La campaña para la Presidencia ya arrancó. Esperemos que no sea otra de las convencionales que conocemos. Atrás están las escenas de la Revolución armada de hace un siglo con las que López Obrador viste sus mañaneras.
Tampoco el modelo bullanguero del PRI, que por décadas enteras señoreó la imagen nacional con movilizaciones de acarreadas y de artistas del momento.
Hoy al electorado no le convence esta forma de hacer política. Acude masivamente cuando la participación es libre y voluntaria.
El atuendo informal de todas las edades lo dice. Pero lo que más importa es que no está listo ni para atender a los profesionales de la política ni mucho menos para afiliarse a partidos que nadie controla ni rinden cuentas de resultados. El descrédito de la política es evidente.
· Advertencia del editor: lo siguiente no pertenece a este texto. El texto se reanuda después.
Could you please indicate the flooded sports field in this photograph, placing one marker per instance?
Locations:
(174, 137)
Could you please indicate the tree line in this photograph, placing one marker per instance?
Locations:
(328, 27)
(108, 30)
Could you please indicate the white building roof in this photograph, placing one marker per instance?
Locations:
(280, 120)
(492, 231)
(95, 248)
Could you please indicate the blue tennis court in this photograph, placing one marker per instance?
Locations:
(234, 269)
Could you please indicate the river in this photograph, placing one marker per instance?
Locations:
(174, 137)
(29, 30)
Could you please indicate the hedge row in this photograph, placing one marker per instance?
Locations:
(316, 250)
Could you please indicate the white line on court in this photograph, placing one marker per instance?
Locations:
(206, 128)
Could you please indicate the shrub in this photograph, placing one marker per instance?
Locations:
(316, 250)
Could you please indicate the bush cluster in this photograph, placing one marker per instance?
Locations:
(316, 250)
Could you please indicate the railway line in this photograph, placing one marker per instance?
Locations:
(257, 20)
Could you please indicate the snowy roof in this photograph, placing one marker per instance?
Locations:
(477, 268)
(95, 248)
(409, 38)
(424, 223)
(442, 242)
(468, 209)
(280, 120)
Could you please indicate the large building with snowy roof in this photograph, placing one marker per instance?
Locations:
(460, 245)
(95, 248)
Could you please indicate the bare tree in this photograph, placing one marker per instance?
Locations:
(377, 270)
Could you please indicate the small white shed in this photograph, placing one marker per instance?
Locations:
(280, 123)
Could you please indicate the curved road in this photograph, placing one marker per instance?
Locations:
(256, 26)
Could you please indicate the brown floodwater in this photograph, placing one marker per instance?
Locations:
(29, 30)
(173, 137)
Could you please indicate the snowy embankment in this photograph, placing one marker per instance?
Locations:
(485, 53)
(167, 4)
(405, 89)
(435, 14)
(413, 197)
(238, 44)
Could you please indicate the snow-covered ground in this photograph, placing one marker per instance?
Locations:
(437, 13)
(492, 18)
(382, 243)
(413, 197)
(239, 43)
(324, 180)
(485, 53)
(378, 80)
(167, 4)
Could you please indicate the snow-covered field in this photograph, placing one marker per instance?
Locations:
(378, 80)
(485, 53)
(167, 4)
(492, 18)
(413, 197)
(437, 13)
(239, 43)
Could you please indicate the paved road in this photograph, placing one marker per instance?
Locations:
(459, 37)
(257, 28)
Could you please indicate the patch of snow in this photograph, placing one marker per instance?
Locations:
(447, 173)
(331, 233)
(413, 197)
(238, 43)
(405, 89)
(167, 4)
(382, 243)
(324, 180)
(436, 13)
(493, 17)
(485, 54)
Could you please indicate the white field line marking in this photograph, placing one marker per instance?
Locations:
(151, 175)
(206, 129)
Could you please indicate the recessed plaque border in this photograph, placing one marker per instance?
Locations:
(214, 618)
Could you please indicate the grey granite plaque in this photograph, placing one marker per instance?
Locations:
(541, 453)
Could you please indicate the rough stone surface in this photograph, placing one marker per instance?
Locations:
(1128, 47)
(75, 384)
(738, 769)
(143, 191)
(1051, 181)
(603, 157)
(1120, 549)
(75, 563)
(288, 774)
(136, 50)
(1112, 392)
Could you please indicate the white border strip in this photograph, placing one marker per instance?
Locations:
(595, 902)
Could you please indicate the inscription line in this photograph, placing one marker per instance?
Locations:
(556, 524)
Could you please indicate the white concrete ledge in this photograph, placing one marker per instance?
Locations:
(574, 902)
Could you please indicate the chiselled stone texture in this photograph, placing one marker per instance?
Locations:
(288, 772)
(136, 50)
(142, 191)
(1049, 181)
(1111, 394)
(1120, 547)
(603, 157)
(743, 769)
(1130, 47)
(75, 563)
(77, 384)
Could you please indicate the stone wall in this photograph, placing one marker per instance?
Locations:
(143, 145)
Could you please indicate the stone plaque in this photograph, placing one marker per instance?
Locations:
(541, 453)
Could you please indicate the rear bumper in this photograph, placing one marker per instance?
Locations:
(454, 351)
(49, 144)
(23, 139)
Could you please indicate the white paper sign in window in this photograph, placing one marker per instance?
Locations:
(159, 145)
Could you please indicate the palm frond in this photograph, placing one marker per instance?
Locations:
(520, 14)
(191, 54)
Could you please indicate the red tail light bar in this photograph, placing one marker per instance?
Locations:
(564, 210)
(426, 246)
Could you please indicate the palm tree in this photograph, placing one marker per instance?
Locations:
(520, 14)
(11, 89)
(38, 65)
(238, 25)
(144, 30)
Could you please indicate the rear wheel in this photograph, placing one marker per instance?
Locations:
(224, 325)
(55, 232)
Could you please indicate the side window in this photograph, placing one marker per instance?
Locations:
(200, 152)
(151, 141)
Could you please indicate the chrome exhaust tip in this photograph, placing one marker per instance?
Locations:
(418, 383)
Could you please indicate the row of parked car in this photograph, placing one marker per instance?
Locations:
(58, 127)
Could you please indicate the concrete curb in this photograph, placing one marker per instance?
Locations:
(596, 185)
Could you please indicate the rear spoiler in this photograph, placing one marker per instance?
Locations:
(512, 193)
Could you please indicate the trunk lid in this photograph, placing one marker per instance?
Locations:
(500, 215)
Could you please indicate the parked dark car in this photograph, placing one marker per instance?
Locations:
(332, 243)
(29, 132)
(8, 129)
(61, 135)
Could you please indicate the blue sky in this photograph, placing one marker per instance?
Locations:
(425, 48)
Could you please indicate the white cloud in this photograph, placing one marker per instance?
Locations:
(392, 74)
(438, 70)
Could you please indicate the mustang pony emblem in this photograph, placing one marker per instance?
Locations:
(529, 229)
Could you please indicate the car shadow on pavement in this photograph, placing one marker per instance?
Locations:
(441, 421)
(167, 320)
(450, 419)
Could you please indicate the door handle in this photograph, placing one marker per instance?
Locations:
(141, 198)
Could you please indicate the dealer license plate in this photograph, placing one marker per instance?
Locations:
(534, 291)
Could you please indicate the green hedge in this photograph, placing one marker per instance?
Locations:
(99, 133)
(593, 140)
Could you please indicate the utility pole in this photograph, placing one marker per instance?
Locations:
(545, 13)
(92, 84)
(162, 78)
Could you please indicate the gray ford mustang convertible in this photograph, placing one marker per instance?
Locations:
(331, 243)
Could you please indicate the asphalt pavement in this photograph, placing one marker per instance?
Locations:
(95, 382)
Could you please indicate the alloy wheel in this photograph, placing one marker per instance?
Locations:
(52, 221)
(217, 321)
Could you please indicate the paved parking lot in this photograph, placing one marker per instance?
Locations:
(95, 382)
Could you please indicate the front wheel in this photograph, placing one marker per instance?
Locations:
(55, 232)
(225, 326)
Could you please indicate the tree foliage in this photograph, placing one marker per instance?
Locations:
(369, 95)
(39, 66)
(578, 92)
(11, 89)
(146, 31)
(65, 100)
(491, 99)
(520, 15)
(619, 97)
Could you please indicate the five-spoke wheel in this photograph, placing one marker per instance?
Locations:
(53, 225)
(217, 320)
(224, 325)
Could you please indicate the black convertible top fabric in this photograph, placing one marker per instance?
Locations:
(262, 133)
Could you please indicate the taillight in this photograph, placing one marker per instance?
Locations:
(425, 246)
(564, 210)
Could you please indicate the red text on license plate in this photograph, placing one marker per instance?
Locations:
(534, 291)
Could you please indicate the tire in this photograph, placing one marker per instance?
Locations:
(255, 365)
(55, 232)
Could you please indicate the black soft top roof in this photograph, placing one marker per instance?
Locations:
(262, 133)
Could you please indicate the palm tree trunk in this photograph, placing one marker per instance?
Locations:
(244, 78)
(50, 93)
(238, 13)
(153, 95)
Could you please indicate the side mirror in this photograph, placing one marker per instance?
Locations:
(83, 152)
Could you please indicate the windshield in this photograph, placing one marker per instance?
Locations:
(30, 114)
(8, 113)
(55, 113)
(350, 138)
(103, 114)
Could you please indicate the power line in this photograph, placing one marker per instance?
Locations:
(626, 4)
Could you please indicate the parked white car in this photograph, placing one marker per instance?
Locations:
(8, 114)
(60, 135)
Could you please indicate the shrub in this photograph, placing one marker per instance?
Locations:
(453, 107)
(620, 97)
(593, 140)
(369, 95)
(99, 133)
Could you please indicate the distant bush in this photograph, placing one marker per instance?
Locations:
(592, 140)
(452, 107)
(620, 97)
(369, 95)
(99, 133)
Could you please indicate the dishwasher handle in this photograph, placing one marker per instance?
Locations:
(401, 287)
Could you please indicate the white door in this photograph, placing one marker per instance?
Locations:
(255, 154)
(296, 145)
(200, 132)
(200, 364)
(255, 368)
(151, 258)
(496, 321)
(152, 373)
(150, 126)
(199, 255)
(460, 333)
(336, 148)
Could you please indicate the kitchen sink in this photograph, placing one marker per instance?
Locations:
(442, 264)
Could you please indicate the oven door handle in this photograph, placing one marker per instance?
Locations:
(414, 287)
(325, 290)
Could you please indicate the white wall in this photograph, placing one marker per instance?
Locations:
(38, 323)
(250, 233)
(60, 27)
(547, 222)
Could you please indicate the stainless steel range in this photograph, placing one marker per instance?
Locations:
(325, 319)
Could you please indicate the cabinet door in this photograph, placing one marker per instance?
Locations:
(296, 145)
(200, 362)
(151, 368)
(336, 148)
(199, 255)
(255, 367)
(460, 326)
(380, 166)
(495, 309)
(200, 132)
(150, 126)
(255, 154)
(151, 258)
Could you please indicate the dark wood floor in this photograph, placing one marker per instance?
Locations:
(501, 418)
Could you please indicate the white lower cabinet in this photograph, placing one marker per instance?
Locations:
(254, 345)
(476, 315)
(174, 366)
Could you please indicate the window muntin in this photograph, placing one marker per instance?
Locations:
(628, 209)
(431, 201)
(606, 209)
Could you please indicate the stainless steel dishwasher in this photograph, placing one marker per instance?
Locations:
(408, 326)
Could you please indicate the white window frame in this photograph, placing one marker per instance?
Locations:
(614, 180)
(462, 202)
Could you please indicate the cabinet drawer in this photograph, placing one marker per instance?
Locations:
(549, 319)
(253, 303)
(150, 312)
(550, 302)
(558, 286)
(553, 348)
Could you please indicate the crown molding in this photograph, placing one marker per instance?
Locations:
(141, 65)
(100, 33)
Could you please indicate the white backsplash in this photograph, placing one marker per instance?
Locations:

Crece el peso de la sociedad civil. El incluyente ejercicio de la selección de la candidata del Frente Amplio por México fue prueba de lo anterior. La selección de la candidata de Morena marcó la clara diferencia.
La suma de fuerzas de tres partidos políticos que, diferentes en inspiración y varios aspectos de sus propuestas, proponen que, por primera vez, el gobierno se construya con un gabinete de coalición. La presencia en él de diversas procedencias es un paso hacia un tipo de gobernanza radicalmente diferente en sus efectos prácticos a los gobiernos que hemos conocido.
Para los partidos es un reto de capacidad negociadora y para la ciudadanía la apertura para una participación más amplia que nunca en la confección de programas locales y federales de gobierno. La gestión de López Obrador se acerca a su final. Los resultados son disparejos.
Al lado del acierto de haber constituido el ingreso universal y los diversos programas sociales que, por cierto, forman parte de las propuestas del PAN, es lamentable que no hayan apoyado, como constantemente se reclamó a industrias pequeñas y medianas que en estos momentos estarían sosteniendo una genuina independencia económica del país. Son numerosos los desaciertos y desperdicios.
Sobran quienes a lo largo de estos cinco años han reseñado en todo detalle el abandono de servicios asistenciales con el ingenuo pretexto de oficializar su administración, la militarización de infraestructuras y la secrecía ilegal de cifras para ocultar corrupciones, el desvirtuar la Guardia Nacional o el caos en libros de texto gratuitos.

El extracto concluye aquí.